There is one important step you can take before cooking or eating your food raw, and that step is sprouting. Nuts, just like grains, seeds, and legumes, all start out with natural enzyme inhibitors that prevent them from premature sprouting. These handy little guards may extend the shelf life of your dry goods, but they also prolong the digestion process. By sprouting them yourself, you can control when you want to enjoy these foods and better absorb the nutrients from their tough exterior. Read on to find out how you can start sprouting by dinnertime.
Seeds can thoroughly sprout after a few days in a warm, moist climate. Most sprouting devotees lock their dry food of choice in a clean container filled with water to allow sprouting to occur overnight, literally.

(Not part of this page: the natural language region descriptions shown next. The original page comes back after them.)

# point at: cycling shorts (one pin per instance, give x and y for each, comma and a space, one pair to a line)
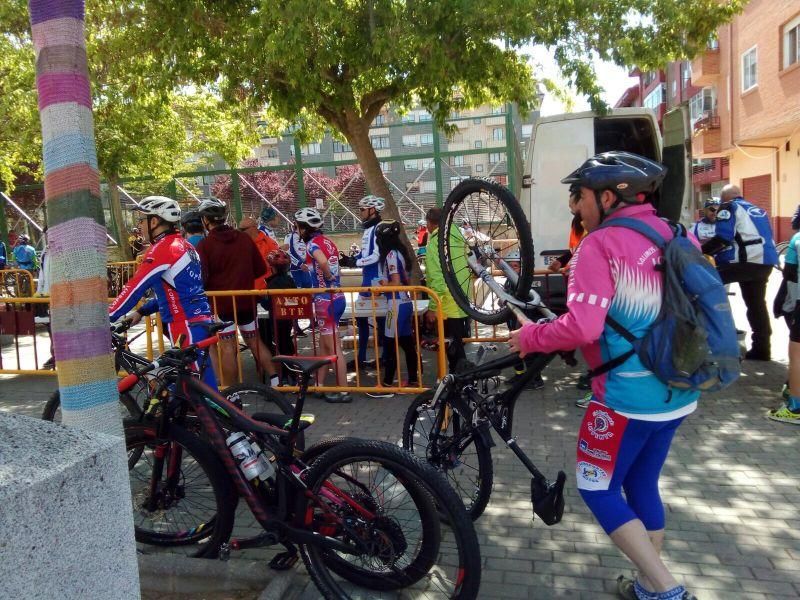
327, 312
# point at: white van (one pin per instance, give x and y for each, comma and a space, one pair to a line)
559, 144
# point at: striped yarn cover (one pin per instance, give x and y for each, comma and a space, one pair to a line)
77, 233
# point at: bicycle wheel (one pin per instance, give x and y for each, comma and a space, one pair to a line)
128, 407
464, 459
193, 505
405, 546
485, 223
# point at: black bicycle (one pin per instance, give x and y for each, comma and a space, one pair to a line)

Foods that can be sprouted include but are not limited to:
- Grains: Farro, barley, wheat, quinoa, and rice.
- Legumes: Lentils, peas, and garbanzo, pinto, and kidney beans.
- Seeds: Sunflower, radish, and broccoli.
- Nuts: Cashews, almonds, peanuts, and walnuts.
More information after the break.
How To Do It
Sprouting can occur anywhere from a couple of hours up to seven days depending on the food you sprout. Whatever you choose, follow these tips for safe sprouting.
- Sanitize containers used to store and sprout.
- Wash your hands before and after sprouting to avoid contamination.
- Use clean water for soaking and rinsing seeds.
- Circulate air by draining water and refilling it in long periods of sprouting time.
- Smell test your seeds. A neutral odor is the sign of clean sprouting.
By sprouting your grains, seeds, legumes, and nuts, you are acting as an aid to your digestive system. Sprouting cuts the work in half because the nutrients are there, ready for digestion. Participants of sprouting have been known to witness the following digestion benefits.
- Improved gut for those with prior sensitivity.
- Lowered symptoms to grain protein allergens.
- Decreased amount of stomachaches.
- Better sense of overall health and well-being.